Si può infatti sostenere che l'amministrazione Biden abbia involontariamente innescato l'escalation russa quando, su ordine di una Cia sempre nel torto, che prevedeva la rapida caduta della città, ha evacuato la missione diplomatica statunitense a Kiev. Questo, a sua volta, ha provocato una fuga di massa di altri diplomatici occidentali (e mediorientali). Ancora peggio, il governo tedesco ha cercato di «superare» la folle mossa di Biden dichiarando che non avrebbe fermato il raddoppio delle importazioni di gas dalla Russia , anche se ci fosse stato «qualche incidente» in Ucraina. Per il «tedesco» Putin è stato un colossale via libera all'operazione.

L'invasione «postmoderna» dell'Ucraina non si è basata sulla maggiore potenza di fuoco russa. Si trattava di catturare Kiev e conquistare il Paese, utilizzando un'immagine travolgente di potenza - lo spettacolo di quella doppia colonna infinita di veicoli blindati che è stata visto in tutto il mondo mentre penetrava nel Paese. Quando quella dimostrazione fantastica si è scontrata con la realtà dei testardi difensori ucraini che sparavano razzi anticarro a distanza ravvicinata, i leader della Nato hanno avuto l'opportunità di agire subito. Potevano riunirsi in sessione d'emergenza per chiedere la fine dei combattimenti e il rapido ritorno alle posizioni precedenti la guerra.

Ma niente del genere è accaduto, perché solo i britannici e i nuovi membri della Nato, che hanno vissuto a lungo sotto il dominio sovietico, erano disposti a opporsi frontalmente al Cremlino. L'amministrazione Biden si è concentrata soprattutto sull'«evitare un'escalation», francesi, tedeschi e italiani hanno fatto il loro solito doppio gioco, chiedendo a gran voce di avere voce in capitolo nelle decisioni della Nato, ma offrendo solo banalità quando era il loro turno di parlare.

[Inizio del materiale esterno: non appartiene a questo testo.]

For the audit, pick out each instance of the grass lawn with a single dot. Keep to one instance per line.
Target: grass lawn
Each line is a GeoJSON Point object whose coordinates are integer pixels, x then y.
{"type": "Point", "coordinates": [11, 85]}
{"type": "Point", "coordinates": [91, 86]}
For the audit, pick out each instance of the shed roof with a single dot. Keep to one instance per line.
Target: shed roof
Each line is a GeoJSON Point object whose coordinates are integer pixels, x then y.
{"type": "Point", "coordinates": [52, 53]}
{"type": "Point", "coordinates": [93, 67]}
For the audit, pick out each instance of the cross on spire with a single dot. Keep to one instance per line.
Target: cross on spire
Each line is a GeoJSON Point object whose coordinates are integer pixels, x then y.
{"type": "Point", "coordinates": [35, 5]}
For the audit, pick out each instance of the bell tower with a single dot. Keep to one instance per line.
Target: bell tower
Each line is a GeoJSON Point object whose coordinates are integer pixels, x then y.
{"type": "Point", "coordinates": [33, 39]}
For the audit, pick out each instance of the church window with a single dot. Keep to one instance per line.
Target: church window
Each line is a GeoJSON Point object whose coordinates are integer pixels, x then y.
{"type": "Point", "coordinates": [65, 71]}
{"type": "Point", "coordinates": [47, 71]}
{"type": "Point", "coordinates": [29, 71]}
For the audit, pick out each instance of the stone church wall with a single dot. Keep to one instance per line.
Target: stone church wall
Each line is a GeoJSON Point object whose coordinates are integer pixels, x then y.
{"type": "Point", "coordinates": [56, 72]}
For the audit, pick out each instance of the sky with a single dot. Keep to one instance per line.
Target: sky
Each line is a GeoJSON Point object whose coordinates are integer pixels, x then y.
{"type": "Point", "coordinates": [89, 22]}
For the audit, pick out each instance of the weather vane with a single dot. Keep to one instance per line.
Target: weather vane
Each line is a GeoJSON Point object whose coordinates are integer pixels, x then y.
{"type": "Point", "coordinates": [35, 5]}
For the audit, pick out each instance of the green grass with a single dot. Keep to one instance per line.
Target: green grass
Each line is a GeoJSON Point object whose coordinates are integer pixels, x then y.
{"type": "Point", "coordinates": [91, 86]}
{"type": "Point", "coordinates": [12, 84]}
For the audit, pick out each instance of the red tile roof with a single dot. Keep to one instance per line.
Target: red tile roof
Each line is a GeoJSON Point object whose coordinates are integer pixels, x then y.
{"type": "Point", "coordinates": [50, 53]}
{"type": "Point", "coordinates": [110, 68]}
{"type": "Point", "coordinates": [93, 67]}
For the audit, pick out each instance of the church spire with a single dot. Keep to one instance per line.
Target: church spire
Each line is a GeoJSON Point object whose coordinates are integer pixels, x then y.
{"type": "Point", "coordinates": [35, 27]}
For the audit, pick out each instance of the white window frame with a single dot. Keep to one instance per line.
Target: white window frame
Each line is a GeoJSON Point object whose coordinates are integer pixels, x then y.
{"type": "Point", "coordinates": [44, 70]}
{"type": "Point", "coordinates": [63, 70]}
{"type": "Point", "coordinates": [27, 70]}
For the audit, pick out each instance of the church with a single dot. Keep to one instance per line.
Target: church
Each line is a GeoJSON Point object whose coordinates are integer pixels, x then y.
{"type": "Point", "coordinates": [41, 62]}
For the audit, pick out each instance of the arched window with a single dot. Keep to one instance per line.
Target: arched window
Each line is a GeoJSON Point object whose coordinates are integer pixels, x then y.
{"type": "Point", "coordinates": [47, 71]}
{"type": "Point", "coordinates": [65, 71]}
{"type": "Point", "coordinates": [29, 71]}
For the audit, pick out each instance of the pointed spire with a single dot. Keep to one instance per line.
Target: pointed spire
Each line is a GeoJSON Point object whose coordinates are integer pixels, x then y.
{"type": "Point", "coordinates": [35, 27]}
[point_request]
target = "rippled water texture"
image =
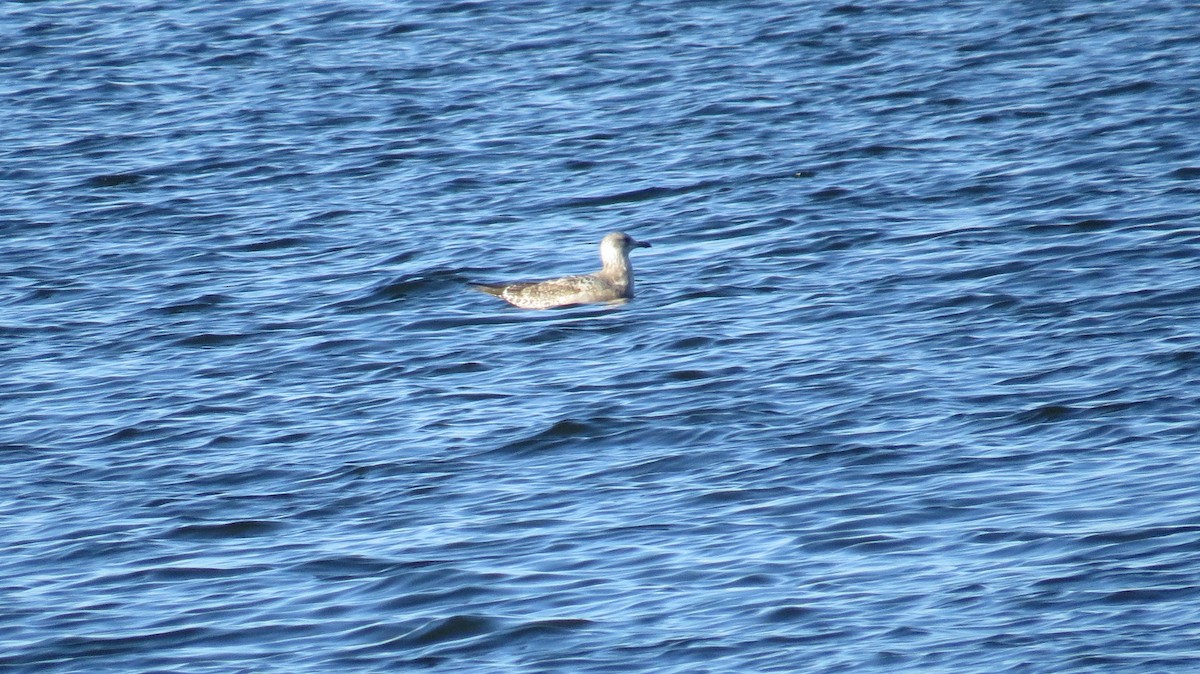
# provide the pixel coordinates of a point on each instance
(911, 381)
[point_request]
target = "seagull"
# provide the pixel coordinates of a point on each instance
(612, 283)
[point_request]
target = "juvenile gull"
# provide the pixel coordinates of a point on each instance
(613, 282)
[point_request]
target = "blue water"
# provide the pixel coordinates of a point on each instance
(911, 381)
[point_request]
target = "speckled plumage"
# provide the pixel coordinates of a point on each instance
(613, 282)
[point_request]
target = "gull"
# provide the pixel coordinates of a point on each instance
(612, 283)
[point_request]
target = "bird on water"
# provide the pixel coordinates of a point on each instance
(612, 283)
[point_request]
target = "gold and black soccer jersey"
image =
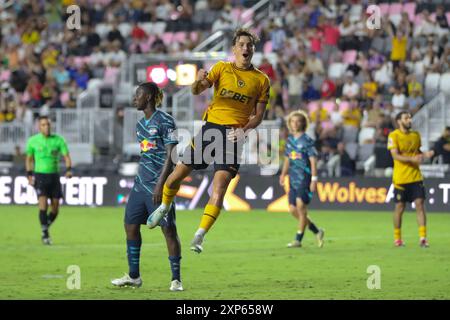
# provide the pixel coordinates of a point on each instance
(407, 144)
(236, 93)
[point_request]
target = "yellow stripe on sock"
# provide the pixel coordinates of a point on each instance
(210, 216)
(397, 234)
(423, 231)
(168, 195)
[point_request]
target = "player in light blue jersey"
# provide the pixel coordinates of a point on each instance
(300, 165)
(156, 137)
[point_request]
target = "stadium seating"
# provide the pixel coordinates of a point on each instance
(395, 8)
(445, 83)
(336, 70)
(410, 9)
(432, 81)
(349, 56)
(384, 9)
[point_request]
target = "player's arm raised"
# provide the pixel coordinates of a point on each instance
(284, 171)
(201, 84)
(313, 185)
(166, 170)
(417, 159)
(29, 164)
(68, 161)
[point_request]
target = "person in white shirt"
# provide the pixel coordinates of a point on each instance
(398, 100)
(350, 88)
(295, 86)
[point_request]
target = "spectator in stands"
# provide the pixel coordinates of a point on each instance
(82, 76)
(185, 14)
(163, 10)
(222, 24)
(318, 116)
(384, 75)
(351, 88)
(115, 34)
(414, 85)
(331, 38)
(268, 69)
(309, 92)
(427, 27)
(116, 56)
(352, 116)
(277, 35)
(398, 99)
(336, 117)
(346, 163)
(328, 89)
(431, 61)
(34, 90)
(375, 60)
(441, 18)
(442, 147)
(373, 114)
(314, 65)
(93, 39)
(370, 87)
(415, 101)
(295, 85)
(137, 33)
(347, 40)
(399, 44)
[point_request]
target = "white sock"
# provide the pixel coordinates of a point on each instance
(200, 232)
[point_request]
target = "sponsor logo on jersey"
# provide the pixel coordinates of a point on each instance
(147, 145)
(235, 96)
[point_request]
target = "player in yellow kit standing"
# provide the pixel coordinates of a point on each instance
(241, 93)
(404, 145)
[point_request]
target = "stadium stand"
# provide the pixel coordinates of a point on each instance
(323, 49)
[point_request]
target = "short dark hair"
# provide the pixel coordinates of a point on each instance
(246, 33)
(400, 114)
(153, 89)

La conseguenza è che, nel Victory Day 2025 la guerra continua, grazie al successo dell'Ucraina che si è affermata come nazione combattente, aiutata solo dai tentativi incoerenti della NATO di dare una mano. La fornitura di armi da parte di ogni Paese racconta la storia di un'alleanza frammentata, in cui ogni nazione bada solo ai propri interessi. Gli Stati Uniti e il Regno Unito hanno fornito missili intelligenti e molto costosi, l'Italia ha consegnato per lo più avanzi come vecchie mitragliatrici a causa dell'opposizione politica (alcuni politici italiani, come Conte, non sanno distinguere tra armi offensive e difensive), i tedeschi hanno inviato carri armati Leopard II senza i dispositivi antimissile israeliani che ne hanno causato la distruzione precoce, e i francesi hanno superato se stessi in cinismo fornendo solo una manciata delle loro armi più avanzate, in modo da poterle commercializzare ai clienti stranieri come «collaudate in combattimento».

Così, mentre in tutta Europa dsi sventolano le bandiere, il Paese più grande del Continente continua ad essere sotto attacco. E invece di mobilitarsi per aiutare, i governi europei continuano a discutere tra loro, sperando che gli Stati Uniti forniscano le truppe. Questo approccio ha funzionato abbastanza bene in passato, quando gli Stati Uniti avevano forze molto più grandi di quelle attuali. Ora è obsoleto, perché oggi c'è un altro nemico che preoccupa gli americani più di Putin. Si tratta di Xi Jinping, il Mussolini dei nostri tempi, determinato a dimostrare che i cinesi di oggi sono combattenti coraggiosi e formidabili, a differenza di tutti i loro predecessori sconfitti nella storia cinese.

Con la Cina che si prepara apertamente alla guerra, gli Stati Uniti non hanno altra scelta

che dare priorità all'«Indo-Pacifico». Con l'Europa che si ritrova abbandonata, o almeno non sufficientemente protetta, ma comunque non disposta a riarmarsi seriamente, per quanto tempo potrà reggere il deterrente nucleare?